I squint upward through the broken pod roof. Nothing but sky. No ships. No crew. No damn answer. My comm’s dead, fried in the crash or something worse. I wonder if Nyra and Renn gotclear. Wonder if they got the data. If they’re even still breathing. If they even give a shit that I’m not. I slam a fist against the metal floor, the sound dull and final.

That’s when I see her.

The human officer—the one who charged me like she had any chance in hell of stopping this. She’s sprawled across the far side of the pod, half-buried in bent bulkhead plating. Her uniform’s torn open across her side and leg, blood staining the fabric dark. Her braid's come undone, brown waves matted with soot and sweat. She’s still breathing—barely—but unconscious.

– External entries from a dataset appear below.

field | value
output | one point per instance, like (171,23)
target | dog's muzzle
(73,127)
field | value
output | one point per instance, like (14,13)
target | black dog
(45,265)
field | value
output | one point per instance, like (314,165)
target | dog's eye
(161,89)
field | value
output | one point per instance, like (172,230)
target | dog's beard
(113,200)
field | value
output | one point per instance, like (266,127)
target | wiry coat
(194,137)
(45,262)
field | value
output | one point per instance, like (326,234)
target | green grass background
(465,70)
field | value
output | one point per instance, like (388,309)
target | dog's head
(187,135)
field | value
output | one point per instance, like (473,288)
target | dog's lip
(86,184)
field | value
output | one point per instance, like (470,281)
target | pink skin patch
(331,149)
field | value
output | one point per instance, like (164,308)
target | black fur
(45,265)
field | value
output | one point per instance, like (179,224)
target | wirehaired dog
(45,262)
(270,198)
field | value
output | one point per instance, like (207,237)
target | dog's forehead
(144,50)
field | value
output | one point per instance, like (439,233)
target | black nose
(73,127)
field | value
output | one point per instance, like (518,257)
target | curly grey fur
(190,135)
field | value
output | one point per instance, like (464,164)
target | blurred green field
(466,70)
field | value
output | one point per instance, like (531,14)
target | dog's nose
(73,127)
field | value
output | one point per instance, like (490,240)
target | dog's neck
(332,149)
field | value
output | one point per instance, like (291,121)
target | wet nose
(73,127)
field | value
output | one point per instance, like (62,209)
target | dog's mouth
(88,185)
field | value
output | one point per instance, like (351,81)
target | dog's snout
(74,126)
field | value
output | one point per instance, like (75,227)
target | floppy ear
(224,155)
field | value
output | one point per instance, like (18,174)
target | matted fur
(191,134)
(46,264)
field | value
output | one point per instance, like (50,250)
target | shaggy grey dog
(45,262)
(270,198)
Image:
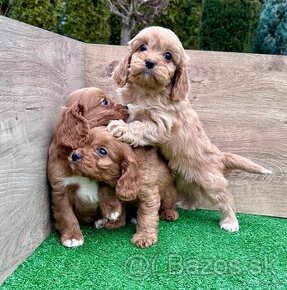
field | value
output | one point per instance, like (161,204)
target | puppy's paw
(72,243)
(100,223)
(229,226)
(115,224)
(169,215)
(185,205)
(144,240)
(72,239)
(117,128)
(113,216)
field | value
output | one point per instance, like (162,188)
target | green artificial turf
(192,253)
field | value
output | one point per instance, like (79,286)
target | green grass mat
(192,253)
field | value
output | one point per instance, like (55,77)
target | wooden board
(241,99)
(37,69)
(242,102)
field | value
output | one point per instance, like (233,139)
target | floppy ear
(180,85)
(120,74)
(128,185)
(74,129)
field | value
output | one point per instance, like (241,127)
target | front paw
(72,239)
(117,128)
(144,240)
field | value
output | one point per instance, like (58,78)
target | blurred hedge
(224,25)
(183,17)
(271,35)
(229,25)
(43,14)
(85,20)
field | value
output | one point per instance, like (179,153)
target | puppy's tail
(234,161)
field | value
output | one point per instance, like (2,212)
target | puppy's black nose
(149,63)
(76,156)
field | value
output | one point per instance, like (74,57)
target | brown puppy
(155,86)
(138,175)
(76,198)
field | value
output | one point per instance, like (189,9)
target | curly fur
(74,198)
(138,175)
(161,115)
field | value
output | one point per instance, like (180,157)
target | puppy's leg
(168,201)
(66,221)
(188,193)
(147,219)
(111,208)
(216,189)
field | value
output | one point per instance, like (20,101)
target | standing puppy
(154,84)
(138,175)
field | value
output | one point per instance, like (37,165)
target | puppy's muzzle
(149,63)
(76,156)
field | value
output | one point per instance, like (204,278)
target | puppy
(137,175)
(76,198)
(154,83)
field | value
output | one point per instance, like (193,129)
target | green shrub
(43,14)
(271,34)
(86,20)
(183,17)
(229,25)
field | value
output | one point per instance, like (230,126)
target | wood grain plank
(242,102)
(38,69)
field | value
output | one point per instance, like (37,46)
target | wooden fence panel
(242,102)
(37,69)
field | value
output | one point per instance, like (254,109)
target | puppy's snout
(149,63)
(76,156)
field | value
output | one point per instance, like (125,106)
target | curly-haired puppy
(137,175)
(76,198)
(155,86)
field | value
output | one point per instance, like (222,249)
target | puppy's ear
(120,74)
(128,184)
(180,85)
(74,129)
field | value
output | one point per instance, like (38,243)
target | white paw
(117,128)
(184,205)
(114,216)
(73,243)
(100,223)
(230,227)
(267,171)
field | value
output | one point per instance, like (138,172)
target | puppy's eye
(142,47)
(105,102)
(167,55)
(102,152)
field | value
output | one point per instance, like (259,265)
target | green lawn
(192,253)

Instinct moves before thought. I reach for my blade, fingers closing around the hilt with familiar ease. Ending her now would be cleaner. Smarter. She’s a threat, a liability, and a constant reminder of how sideways this mission went.

But when I lunge forward, intending to finish it, pain detonates in my chest. White-hot. All-consuming.

It drops me to my knees with a snarl torn from my throat, like I’ve been impaled from the inside. I clutch at my side, fingers pressing against unbroken skin as if that could stop the agony. My breath shortens, turns ragged. Dropping to my knees, I grit my teeth against the agony. Must be an injury from the crash.